This is an open invitation for the community. LinRegOutliers is a Julia package for detecting outliers in linear regression. In its current state, the package contains some pioneering algorithms that have taken place in the literature. The scope of the package is direct and indirect (robust) outlier detection methods in linear regression and multivariate location and scale estimators.
Implementations of the some missing methods assigned to our newly joined friends. There are more!
If you want to have contributions, you are welcome.
This looks very promising. Just one question: the examples all use @formula(y ~ x1 + x2 + x3) etc. Is this required, or would (y,x) work? (where y is a vector and x a matrix)
I made a PR to GLM.jl with Cook’s Distance that I never felt the need to finish (shame on me), perhaps this is a better place for it to live if you don’t have it already.
Not that this isn’t a good feature, but you know that you can generate formulas programmatically, right? if you have a data frame df, you could actually do
Agreed, this works. It would still be nice if there were methods for (y,x). It’s as simple as it gets and often as good as the more complicated alternatives.
You are right, since the models are linear, the response vector and a design matrix are required and a tuple of (y, X) is enough. However, construction of design matrices takes time as they are not always simple, because of dummy variables, handling variable slopes and intercepts, interactions etc. The FormulaTerm or @formula works well with lm() in GLM. After all, this is the standard way of describing a regression model for both Julia GLM and R users.
Thank to multiple dispatch feature of Julia, we may have many methods for an algorithm.
@Paul_Soderlind opened a new issue for this, I offered to have second definitions of all methods that accepts data in the form of (y, X) tuple. He said he could help whenever he had time.
BTW, most of what you import from GLM is actually re-exports of stuff from StatsModels.jl (everything except lm). And for version of StatsModels 0.6 or greater, the ModelFrame/ModelMatrix interface is discouraged in favor of doing something like
I don’t think it’s a huge deal to use that interface (and it might simplify some of the code actually), by storing concrete_f in the regression setting struct. You can get just the response or design matrix by calling modelcols(f.lhs, data) or modelcols(f.rhs, data) (respectively).
Yeah if I have the time I’ll put in a PR In the mean time, the docs for StatsModels are (I hope) comprehensive enough to get started… (here’s the deep dive)
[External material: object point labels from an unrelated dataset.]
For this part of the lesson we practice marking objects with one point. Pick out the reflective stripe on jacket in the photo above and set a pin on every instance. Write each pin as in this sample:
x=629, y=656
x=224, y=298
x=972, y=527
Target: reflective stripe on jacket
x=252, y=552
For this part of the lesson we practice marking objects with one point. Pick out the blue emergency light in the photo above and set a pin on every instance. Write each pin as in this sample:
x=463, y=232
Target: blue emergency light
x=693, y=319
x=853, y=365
Okay, to be honest, I’m too focused on writing new methods in the package. I care the literature on this subject to be production ready and to be complete in Julia. My friends and people like you would help on the performance improvements, code optimizations, aesthetically improving, etc.
This package requires the model at hand is in form of y=X\beta + \epsilon and the estimation is based on least squares or maximum likelihood estimation. Implemented methods take the model as a @formula object or X and y where X is the design matrix and y is the response vector. As I know and correct me if I am wrong, the main estimation process in mixed models is generally handled by EM algorithm. I have never researched the literature on this topic, but there may be other outlier detection algorithms for such models.
“Outlier” is not a precisely defined term, and deterministic binary classification of whether something is an “outlier” is not a particularly robust method for inference. The advantage is, of course, that it is fast.
It is usually better to assume a mixture distribution (eg adding something with a fat tail), or start with something like a Student-t in the first place for the errors. This, of course, is better suited to Bayesian inference, or EM.
I have to clarify that I am definitely not an expert in statistics, so I might be missing some basic understanding of the issue. Anyway, MixedModels package use maximum likelihood to fit the formula. Does this mean I can use your approach to detect outliers then?